This was 20+ years ago, so the "sophisticated" baseline wasn't ML or AI.
I was looking into an initial implementation and use of order files for a major platform. Quick recap: C (and similar languages) define that every function must have a unique address, but place no constraints on the relative order of those addresses. Choosing the order in which functions appear in memory can have significant performance impact. For example, suppose that you access 1,000 functions over a run of a program, each of which is 100 bytes in size. If each of those functions is mixed in with the 100,000 functions you don't call, you touch (and have to read from disk) 1000 pages; if they're all directly adjacent, you touch 25 pages. (This is a superficial description -- the thousand "but can't you" and "but also"s in your mind right now are very much the point.)
I went into this with moderately high confidence that runtime analysis was going to be the "best" answer, but figured I'd start by seeing how much of an improvement static analysis could give -- this would provide a lower bound for the possible improvement to motivate more investment in the project, and would give immediate improvements as well.
So, what are all the ways you can use static analysis of a (large!) C code base to figure out order? Well, if you can generate a call graph, you can do depth first or breadth first, both of which have theoretical arguments for them -- or you can factor in the function call size, page size, page read lookahead size, etc, and do a mixture based on chunking to those sizes... and then you can do something like an annealing pass since a 4097 byte sequence is awful and you're better off swapping something out for a slightly-less-optimal-but-single-page sequence, etc.

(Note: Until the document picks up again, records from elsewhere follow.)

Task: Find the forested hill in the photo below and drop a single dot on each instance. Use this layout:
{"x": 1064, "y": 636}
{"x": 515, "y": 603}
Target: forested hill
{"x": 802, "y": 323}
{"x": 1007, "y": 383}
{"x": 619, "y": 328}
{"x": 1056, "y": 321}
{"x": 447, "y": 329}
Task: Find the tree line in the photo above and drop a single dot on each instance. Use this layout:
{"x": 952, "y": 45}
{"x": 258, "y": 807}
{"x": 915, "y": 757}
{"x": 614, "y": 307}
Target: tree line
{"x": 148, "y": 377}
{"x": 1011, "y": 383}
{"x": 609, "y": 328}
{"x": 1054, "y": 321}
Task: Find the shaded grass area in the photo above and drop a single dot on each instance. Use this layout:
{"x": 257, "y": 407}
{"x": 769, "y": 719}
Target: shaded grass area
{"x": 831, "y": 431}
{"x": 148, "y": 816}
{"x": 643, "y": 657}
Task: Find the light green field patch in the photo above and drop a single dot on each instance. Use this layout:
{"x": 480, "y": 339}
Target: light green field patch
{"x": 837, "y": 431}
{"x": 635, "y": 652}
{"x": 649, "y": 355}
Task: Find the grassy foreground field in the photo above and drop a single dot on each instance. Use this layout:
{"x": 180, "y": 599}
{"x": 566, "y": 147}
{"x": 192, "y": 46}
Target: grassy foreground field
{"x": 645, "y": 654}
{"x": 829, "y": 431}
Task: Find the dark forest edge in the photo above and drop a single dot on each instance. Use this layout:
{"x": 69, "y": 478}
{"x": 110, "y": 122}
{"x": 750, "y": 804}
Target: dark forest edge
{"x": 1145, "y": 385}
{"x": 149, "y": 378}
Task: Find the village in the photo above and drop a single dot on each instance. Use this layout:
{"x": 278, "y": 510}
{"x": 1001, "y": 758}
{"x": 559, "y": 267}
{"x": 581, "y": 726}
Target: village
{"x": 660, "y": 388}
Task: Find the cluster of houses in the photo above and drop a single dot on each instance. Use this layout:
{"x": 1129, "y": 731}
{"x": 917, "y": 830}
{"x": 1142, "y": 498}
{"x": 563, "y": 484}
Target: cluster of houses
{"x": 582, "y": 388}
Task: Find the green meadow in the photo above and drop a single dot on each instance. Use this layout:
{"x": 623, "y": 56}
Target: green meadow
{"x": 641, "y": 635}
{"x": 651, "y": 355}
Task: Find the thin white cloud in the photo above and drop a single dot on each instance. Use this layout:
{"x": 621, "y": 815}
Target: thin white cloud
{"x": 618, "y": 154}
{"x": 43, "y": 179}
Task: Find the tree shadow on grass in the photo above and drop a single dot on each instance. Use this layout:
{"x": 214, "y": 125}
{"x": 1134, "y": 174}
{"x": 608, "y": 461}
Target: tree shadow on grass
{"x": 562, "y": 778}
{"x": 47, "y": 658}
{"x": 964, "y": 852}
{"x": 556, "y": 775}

And to test the tool chain, you might as well do a trivial one. How about we just alphabetize the symbols?
Guess which static approach performed best? Alphabetization, by a large margin. This was entirely due to the fact that (a) the platform in question used symbol name prefixes as namespaces; (b) callers that used part of a namespace tended to use significant chunks of it; and (c) call graph generation across multiple libraries wasn't accurate so some of these patterns from the namespaces weren't visible to other approaches.
The results were amazingly good. I felt amazingly silly.
(Runtime analysis did indeed exceed this performance, significantly.)